New Zealand – March 5, 2016

We decide to forgo the boat ride along the shore of Abel Tasman Park. It would have meant a 45-minute drive to cover a mere twenty kilometers and then the post-boat return trip. I didn’t have the inclination to do the road jockey thing again so soon. We have many absorbing miles ahead of us.

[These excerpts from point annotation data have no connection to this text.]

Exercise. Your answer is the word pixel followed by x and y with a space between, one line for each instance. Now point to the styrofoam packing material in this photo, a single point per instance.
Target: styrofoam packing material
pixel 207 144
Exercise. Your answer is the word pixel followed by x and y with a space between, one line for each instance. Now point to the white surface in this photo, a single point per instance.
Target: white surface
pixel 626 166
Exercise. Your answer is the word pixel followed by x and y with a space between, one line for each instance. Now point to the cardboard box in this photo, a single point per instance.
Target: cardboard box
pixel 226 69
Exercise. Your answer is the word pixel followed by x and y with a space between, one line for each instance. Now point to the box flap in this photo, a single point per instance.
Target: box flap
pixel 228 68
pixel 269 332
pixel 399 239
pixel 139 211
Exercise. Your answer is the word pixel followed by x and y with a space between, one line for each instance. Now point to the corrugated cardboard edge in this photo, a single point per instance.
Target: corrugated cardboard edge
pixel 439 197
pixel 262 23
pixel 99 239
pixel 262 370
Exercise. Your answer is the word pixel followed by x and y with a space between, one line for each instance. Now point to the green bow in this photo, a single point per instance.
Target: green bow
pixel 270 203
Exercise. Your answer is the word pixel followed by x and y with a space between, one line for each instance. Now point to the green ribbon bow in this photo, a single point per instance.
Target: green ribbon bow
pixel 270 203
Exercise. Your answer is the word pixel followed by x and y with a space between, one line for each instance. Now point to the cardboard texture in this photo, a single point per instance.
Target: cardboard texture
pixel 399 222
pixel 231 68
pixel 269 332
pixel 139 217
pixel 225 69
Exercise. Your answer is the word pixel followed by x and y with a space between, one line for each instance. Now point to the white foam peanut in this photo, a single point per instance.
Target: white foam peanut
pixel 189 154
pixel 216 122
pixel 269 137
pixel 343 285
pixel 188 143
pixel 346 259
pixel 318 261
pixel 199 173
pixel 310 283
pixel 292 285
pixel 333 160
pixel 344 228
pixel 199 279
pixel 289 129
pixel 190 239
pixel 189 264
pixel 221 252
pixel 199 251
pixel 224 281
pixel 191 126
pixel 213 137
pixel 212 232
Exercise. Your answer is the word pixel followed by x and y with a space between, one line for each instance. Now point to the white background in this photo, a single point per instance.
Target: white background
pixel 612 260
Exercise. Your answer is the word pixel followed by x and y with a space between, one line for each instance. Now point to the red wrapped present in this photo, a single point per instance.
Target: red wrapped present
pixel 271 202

Besides, there’s lots of grubby laundry to do. Especially grievous is the garb that made or didn’t make the Tongariro Crossing. We get four loads washed and hung up on the line, then we head to Takaka town for lunch, and after, a visit to Te Waikoropupu Springs. Takaka is a genuine counter-culture community; you can almost hear the wind chimes, smell the patchouli, and taste the sprouts. I can see that bare feet are customary in NZ: no law prevents one from shuffling into the supermarket barefoot to buy gingernut biscuits. Lunch is very organic. I feel virtuous. The benign stores of Takaka are named Shambala and Hinterland, but not very interesting. The ice cream stand operates with the simplest formula, either vanilla ice cream or vanilla frozen yogurt with your choice of four kinds of frozen berries. It’s then mashed and extruded, soft-serve-style. Delicious and ice cream headache cold.

Te Waikoropupu Springs are just up the road. The volume of water that they produce could evidently slake the thirst of a city the size of Boston, but it is most remarkable for its extreme clarity, a shimmering, bottomless brilliance that is what the word ‘aquamarine’ was invented for. Staring at the depths, I get the sensation of being underwater while standing dry and sunburned on the overlook. These characteristics make Te Waikoropupu unique in the world. The path to the springs crosses many riotous, crystal streams and wanders through a forest, a thicket really, of strange conifers whose bare, twisty trunks stretch branchless for twenty or so feet to a thin, tufted canopy. This is a dappled, murmurous wonderland.

We decide to take dinner in Pohara town, but maybe should have eaten at the inn. Joss enjoys a plate of green-lipped mussels, whose shells really have an emerald green rim. I order something that’s a mashup of an egg mcmuffin and a fish sandwich. Into every life, a little whitebait must fall.